Frankie Knuckles (born January 18, 1955 in New York City and died March 31, 2014 in Chicago) was a DJ, producer and remix artist. He has earned the appellation "The Godfather of House."
While studying Textile Design at FIT in Manhattan, Knuckles began working as a DJ. He played soul, disco and R&B at The Continental Baths (1968) with fellow-DJ Larry Levan. Shortly after this, he began to gain notoriety and played at Better Days. When the Warehouse opened in Chicago in 1977 he was invited to play on a regular basis. He continued DJing there until 1982, at which point he started his own club, The Power Plant. When business difficulties caused it to fold, he moved back to NYC, and was the featured resident DJ at The World, and also had numerous subsequent residencies, including The Choice.
It was around this time that he began to immerse himself in producing, remixing and recording.
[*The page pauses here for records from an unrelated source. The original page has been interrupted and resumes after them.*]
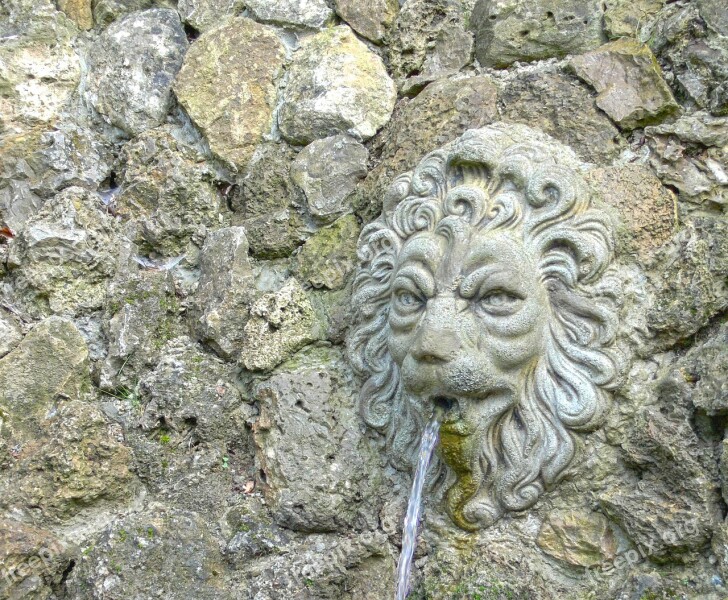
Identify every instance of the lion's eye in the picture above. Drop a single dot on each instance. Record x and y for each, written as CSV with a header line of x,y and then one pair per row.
x,y
499,302
498,299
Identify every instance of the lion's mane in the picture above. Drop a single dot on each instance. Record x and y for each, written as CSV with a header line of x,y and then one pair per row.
x,y
500,177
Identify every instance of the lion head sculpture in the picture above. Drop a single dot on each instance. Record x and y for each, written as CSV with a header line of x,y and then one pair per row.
x,y
482,287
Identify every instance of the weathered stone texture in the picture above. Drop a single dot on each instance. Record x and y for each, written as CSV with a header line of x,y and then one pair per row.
x,y
133,552
131,69
648,209
63,260
225,290
444,110
690,281
227,86
308,429
269,205
281,323
335,85
629,81
371,19
556,103
626,18
329,256
306,14
428,36
38,74
328,171
509,30
167,190
583,540
208,14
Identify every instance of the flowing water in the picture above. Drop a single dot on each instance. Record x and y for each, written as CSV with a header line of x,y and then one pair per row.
x,y
411,520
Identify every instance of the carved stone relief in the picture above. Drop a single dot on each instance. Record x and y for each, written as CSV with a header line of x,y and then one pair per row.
x,y
484,287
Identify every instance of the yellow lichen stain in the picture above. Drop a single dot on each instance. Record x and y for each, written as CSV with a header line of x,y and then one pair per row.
x,y
457,450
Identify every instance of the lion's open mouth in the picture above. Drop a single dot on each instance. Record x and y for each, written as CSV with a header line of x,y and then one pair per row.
x,y
449,410
444,404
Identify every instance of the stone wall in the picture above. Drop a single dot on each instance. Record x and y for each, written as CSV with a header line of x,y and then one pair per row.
x,y
182,186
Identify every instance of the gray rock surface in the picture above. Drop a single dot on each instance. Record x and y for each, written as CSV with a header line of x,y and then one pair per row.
x,y
645,100
328,171
512,30
225,290
227,86
208,14
269,205
444,110
537,99
328,257
306,14
280,324
694,53
65,256
168,192
371,19
335,85
132,553
308,428
428,35
132,67
39,73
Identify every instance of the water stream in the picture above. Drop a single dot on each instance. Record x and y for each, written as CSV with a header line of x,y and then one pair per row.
x,y
411,520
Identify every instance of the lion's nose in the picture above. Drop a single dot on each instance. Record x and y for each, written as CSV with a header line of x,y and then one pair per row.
x,y
435,346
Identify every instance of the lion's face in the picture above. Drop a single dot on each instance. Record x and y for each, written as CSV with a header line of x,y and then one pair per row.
x,y
482,287
467,318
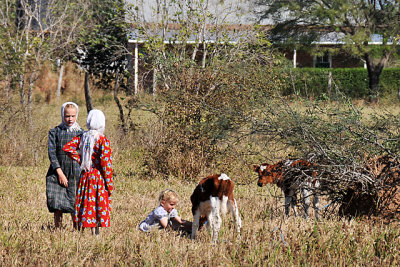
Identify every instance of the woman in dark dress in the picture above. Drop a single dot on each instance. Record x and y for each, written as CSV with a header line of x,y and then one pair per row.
x,y
62,178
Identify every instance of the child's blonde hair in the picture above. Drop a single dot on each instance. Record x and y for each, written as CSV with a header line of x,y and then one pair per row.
x,y
168,195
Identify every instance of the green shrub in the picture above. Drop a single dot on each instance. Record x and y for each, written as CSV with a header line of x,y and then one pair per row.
x,y
353,82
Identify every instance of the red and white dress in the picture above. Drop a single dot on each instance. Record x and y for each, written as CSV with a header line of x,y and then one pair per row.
x,y
93,203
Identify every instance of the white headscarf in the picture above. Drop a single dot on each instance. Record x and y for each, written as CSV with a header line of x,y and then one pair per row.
x,y
75,127
96,123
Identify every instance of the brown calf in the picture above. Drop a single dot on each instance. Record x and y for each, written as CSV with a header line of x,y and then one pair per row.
x,y
211,197
285,175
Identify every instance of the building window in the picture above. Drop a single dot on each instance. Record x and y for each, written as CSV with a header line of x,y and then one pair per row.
x,y
324,61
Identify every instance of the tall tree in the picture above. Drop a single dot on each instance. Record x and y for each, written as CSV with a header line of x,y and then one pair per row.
x,y
103,47
354,22
31,33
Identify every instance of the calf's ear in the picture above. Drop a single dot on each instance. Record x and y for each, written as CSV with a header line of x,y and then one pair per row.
x,y
255,167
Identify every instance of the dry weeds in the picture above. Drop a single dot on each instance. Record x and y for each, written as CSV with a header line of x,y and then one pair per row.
x,y
27,237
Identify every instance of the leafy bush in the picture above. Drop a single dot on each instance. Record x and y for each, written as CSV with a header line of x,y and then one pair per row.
x,y
353,82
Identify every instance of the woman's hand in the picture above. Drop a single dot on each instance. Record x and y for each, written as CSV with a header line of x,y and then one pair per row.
x,y
62,179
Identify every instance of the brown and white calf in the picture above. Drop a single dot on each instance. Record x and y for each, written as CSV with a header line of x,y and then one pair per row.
x,y
290,176
212,197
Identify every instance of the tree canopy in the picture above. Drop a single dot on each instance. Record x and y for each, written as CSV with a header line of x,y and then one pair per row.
x,y
361,25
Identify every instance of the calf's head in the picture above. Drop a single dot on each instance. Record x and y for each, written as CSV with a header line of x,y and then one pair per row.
x,y
268,173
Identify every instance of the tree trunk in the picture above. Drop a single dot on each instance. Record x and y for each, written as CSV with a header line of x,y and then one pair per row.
x,y
374,73
121,110
88,97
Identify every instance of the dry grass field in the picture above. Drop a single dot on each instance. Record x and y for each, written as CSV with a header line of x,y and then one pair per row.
x,y
27,237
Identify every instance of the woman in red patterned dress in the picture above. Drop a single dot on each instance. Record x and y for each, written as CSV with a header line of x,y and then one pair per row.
x,y
92,150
His career really took off as a result. His earliest remixes include First Choice's "Let No Man Put Asunder" and Jago's "I'm Going To Go". As house music gained momentum, pioneering producer Chip E. took Frankie under his tutelage and produced Frankie's first recording, "You Can't Hide", featuring vocalist Ricky Dillard. Then came more production work, including Jamie Principle's "Baby Wants to Ride", and later, "Tears (feat. Robert Owens)" with Satoshi Tomiie.
Knuckles did a number of popular Def Classic Mixes with John Poppo as sound engineer. Knuckles partnered with David Morales on Def Mix Productions. With several important original productions and remixes to his name, by the early 1990s, Knuckles was becoming a well-known name in the increasingly popular house music genre.
In 1991, Knuckles' debut album Beyond the Mix, released on Virgin Records, contained "The Whistle Song". The Def Classic Mix of "Change" by Lisa Stansfield done around this period also featured the whistle like motif. Another track from the album, "Rain Falls" featured vocals from Lisa Michaelis. Key remixes from this time include his rework of the Electribe 101 anthem "Talking With Myself" and "Where Love Lives" by Alison Limerick. 8,000 copies of the album had sold by 2004.
When Junior Vasquez took a sabbatical from Manhattan's The Sound Factory, he took over and launched a successful run as resident DJ until Vasquez made his return, at which point Knuckles became the resident DJ at The Sound Factory Bar. Knuckles remained part of the underground scene. Knuckles won the 1997 Grammy Award for Remixer of the Year, Non-Classical.
Knuckles continued to work as a remixer through the 1990s and into the next decade, reworking tracks from Michael Jackson, Luther Vandross, Diana Ross, Eternal and Toni Braxton. He released several new singles, including "Keep on Movin'" and a re-issue of an earlier hit "Bac N Da Day" with Definity Records. In 1995, he released his second album titled Welcome to the Real World. By 2004, 13,000 copies had sold.
In 2004, he released a thirteen track album of original material - his first in over a decade, entitled A New Reality, which was critically well received. In October 2004 "Your Love" appeared in the videogame Grand Theft Auto: San Andreas, playing on house music radio station, SF-UR. On 19 September 2005, Knuckles was inducted into the Dance Music Hall of Fame for his outstanding achievement as a DJ.
Knuckles is featured in the 2006 documentary film, The UnUsual Suspects - Once Upon a Time in House Music by Chip E., and the 2005 documentary film, Maestro by Josell Ramos.